Was1969 · 13/04/2022 10:47

Definitely get rid for your own sanity. This behaviour will only get worse. Get out before you fall too deep. Sending hugs x

IvorCutler · 13/04/2022 10:47

Get away from him. You’re not stupid and I understand that you must be feeling very sad, but you can do so much better Flowers

lurker69 · 13/04/2022 10:48

Do not go back! I have been there, it will get worse he will physically hurt you, you know this! He has shown you exactly who he really is and it is not the nice bath running man! he is unpredictable & violent.

ColinFirthsClingyWetShirt · 13/04/2022 10:51

Yeah, that's not gut instinct, that's just your
intelligent brain recognising blatant abuse!

STAY AWAY from him!!!

ColinFirthsClingyWetShirt · 13/04/2022 10:55

Just little extra:

STAY AWAY!
STAY AWAY!
STAY AWAY!

FlowersFlowersFlowers

Calmdown14 · 13/04/2022 10:56

There are red flags all over this.

Don't be embarrassed. Be proud that your instincts are good.

Even if he's not a violent abuser, you are not on the same page. The drug use especially in someone so volatile is never going to end well. It's not something that fits with how you want to live.

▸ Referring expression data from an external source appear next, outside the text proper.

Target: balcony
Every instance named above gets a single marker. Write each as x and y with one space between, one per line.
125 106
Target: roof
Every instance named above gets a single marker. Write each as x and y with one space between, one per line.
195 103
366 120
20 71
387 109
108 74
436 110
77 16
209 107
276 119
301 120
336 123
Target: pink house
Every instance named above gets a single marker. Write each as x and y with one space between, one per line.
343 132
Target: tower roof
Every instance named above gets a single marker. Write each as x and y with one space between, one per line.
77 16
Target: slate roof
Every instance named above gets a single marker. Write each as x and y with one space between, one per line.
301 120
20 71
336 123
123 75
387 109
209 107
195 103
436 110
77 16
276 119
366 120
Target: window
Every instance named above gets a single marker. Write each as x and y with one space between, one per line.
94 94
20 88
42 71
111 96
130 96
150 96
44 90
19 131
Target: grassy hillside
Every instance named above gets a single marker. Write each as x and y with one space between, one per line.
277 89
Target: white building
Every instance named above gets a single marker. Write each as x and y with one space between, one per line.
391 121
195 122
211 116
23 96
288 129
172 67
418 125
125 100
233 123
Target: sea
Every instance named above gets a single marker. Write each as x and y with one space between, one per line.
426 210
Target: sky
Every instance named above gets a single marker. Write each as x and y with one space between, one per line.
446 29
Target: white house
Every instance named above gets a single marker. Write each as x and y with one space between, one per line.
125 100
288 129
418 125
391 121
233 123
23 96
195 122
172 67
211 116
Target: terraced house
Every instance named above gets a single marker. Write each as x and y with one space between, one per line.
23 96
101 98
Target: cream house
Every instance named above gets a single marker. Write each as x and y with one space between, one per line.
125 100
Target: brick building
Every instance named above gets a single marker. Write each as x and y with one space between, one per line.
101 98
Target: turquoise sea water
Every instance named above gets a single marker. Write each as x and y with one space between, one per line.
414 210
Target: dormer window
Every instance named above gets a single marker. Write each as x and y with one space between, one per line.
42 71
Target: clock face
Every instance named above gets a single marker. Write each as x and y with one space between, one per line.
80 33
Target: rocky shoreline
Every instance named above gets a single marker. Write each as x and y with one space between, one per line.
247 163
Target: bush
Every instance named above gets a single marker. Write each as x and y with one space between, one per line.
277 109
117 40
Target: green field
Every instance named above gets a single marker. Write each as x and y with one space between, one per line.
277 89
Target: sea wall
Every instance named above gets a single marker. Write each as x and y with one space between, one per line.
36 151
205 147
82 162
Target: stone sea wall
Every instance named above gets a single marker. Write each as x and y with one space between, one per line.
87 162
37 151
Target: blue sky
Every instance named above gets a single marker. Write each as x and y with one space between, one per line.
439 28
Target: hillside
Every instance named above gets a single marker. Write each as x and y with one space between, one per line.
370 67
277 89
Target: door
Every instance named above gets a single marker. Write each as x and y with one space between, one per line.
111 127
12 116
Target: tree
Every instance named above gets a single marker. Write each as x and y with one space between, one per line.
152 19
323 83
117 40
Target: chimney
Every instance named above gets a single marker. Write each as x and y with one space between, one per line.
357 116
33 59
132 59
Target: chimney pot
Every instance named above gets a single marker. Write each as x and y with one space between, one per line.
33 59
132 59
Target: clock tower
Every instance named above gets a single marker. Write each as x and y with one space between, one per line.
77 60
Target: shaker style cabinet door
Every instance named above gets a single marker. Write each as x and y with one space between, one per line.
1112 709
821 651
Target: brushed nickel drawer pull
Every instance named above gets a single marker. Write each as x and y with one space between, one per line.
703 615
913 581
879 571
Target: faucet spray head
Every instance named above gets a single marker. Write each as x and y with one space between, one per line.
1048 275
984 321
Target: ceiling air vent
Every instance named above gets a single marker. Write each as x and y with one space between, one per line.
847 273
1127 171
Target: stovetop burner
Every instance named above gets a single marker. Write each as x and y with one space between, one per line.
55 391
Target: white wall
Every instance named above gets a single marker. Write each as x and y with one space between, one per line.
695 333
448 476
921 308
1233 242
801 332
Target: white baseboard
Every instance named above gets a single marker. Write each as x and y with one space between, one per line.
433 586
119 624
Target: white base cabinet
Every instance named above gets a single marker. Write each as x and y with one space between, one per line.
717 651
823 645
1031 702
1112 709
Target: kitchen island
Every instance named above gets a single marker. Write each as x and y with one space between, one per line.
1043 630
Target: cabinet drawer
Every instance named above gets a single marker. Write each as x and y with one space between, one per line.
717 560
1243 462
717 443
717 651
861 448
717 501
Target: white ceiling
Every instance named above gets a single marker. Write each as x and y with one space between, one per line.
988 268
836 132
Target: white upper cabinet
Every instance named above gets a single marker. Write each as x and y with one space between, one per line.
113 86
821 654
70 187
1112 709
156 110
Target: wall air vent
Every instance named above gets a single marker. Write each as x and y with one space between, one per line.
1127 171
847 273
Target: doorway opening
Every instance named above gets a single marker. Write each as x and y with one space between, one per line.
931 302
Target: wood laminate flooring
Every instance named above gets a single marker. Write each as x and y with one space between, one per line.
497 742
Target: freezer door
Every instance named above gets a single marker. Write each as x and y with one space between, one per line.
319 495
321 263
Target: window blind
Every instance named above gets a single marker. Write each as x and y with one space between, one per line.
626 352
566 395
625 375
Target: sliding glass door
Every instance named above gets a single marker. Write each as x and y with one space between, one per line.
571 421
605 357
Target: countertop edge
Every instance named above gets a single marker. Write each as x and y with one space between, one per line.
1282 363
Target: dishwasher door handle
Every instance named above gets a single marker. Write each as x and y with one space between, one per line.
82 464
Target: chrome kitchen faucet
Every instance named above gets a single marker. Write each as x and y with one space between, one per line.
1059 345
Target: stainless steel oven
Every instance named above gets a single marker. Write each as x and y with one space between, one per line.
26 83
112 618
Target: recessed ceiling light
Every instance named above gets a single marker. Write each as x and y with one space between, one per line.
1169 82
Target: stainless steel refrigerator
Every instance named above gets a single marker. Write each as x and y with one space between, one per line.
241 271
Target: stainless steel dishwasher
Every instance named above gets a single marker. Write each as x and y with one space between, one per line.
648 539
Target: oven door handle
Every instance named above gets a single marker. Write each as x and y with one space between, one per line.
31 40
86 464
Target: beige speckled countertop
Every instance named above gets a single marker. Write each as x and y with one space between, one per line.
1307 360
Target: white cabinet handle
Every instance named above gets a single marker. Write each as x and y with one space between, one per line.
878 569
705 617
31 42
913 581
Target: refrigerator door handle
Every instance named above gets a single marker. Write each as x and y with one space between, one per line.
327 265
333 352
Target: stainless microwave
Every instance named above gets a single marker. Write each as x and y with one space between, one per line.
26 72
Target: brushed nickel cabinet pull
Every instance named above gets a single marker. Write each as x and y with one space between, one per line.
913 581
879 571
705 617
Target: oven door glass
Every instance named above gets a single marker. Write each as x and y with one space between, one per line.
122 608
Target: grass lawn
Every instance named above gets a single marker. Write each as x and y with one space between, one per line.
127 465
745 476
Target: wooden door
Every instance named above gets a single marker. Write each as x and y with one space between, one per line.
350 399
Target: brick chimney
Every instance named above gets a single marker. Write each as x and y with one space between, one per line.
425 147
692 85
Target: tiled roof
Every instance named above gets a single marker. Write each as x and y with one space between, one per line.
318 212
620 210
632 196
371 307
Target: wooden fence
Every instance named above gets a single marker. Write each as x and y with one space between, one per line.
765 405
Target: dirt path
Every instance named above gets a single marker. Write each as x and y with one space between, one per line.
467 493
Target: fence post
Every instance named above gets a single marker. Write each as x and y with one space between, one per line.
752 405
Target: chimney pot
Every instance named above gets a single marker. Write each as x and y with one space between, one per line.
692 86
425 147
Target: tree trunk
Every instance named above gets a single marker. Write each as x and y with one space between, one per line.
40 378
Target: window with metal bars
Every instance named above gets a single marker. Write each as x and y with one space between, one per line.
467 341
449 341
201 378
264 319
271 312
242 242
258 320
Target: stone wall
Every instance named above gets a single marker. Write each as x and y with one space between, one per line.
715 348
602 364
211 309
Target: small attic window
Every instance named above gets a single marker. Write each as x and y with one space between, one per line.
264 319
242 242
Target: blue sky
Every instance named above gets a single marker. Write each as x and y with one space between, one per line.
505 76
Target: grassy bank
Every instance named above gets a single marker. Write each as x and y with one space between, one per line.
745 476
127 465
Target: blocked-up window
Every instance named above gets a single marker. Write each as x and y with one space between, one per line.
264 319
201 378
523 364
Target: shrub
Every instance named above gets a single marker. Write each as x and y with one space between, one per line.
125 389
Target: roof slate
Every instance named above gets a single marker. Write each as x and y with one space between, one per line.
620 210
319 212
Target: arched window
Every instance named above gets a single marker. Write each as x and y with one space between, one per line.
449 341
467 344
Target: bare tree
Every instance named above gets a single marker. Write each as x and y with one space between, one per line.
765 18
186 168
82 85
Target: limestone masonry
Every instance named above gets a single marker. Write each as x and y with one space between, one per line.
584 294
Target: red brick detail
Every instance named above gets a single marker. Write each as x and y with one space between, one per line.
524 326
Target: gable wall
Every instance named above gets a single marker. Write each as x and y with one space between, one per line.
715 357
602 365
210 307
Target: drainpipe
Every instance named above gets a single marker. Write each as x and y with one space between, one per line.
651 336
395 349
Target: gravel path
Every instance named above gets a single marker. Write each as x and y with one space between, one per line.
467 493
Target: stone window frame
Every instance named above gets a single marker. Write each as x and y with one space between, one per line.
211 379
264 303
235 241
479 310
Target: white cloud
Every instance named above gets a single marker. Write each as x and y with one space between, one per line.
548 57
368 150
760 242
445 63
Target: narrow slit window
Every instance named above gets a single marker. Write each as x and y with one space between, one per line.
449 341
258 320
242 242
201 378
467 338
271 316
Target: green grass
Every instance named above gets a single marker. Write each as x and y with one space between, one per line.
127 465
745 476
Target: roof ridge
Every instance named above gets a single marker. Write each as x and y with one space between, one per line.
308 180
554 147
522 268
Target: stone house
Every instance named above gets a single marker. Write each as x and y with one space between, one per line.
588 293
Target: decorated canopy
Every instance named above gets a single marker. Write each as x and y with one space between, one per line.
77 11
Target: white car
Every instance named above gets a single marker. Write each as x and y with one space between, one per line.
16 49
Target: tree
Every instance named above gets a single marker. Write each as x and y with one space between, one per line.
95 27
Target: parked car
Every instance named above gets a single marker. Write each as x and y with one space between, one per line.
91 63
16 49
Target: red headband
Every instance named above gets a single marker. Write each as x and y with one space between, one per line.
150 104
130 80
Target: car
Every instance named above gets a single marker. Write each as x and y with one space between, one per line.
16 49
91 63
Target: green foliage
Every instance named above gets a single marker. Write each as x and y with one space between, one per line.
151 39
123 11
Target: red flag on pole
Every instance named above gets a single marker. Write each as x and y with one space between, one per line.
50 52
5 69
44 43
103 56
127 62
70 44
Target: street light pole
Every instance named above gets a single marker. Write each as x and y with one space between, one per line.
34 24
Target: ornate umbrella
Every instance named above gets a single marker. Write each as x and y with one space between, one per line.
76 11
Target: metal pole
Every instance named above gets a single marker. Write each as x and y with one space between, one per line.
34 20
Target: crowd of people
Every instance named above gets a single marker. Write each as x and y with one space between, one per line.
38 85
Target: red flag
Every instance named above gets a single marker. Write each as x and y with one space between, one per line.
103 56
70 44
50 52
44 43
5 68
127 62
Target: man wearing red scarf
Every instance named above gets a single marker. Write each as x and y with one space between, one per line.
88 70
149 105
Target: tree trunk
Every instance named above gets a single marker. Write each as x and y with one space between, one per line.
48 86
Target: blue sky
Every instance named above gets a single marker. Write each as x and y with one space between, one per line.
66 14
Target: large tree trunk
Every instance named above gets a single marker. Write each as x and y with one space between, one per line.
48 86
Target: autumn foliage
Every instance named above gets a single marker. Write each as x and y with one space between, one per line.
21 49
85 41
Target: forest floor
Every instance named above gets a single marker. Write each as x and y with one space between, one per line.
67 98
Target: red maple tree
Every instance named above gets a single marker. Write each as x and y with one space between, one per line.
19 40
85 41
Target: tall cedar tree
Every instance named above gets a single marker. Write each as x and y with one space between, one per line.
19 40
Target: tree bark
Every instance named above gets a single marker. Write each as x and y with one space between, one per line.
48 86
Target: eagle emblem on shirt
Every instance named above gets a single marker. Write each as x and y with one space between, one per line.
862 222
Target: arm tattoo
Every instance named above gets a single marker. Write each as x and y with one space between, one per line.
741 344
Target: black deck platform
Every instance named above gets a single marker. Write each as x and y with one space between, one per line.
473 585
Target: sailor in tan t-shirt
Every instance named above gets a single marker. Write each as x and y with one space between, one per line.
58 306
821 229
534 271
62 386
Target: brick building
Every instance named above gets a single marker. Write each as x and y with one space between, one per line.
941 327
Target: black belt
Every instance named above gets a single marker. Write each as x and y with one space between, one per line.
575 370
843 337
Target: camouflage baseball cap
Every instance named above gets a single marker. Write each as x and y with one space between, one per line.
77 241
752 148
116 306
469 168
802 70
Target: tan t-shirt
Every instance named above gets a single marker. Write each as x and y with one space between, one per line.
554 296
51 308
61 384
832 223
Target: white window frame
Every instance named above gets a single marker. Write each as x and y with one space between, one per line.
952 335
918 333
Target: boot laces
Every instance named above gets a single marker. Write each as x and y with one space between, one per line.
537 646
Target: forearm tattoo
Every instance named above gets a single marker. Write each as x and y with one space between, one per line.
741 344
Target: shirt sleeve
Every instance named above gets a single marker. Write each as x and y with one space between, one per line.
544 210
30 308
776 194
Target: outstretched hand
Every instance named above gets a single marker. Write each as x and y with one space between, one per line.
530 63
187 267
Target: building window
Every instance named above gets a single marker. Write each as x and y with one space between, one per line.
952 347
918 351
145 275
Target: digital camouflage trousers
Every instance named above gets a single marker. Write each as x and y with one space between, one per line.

Ending it before it gets any deeper is absolutely right. You don't need 'proof' he's not a decent person. He's shown behaviour that isn't acceptable to you and that is all that matters. He can be as nice as he wants the rest of the time but you'll never now un see that other side so there's no future in it

Campervangirl · 13/04/2022 10:57

We have instincts for a reason, they help to keep us safe but only if we listen to them.
The fact that he said if you were male he would have been violent towards you actually made my blood run cold.

Is there an excuse you could give him to get a bit of space, go stay with family or a friend outside your area or having to go away on a course for work?

Tbh your post has worried me, you shouldn't have to make excuses to avoid but this fella sounds like a complete psycho, please don't see him face to face again, don't open the door if he turns up just call the police, I'd probably send a text saying "I'm sorry but I won't be able to see you again, all the best" no explanation as he knows exactly why you don't want to see him again.

And then I'd hunker down, change my routine and hopefully he'll move onto someone else (pity her).
Seriously though op, if he tries to approach you or your home call the police.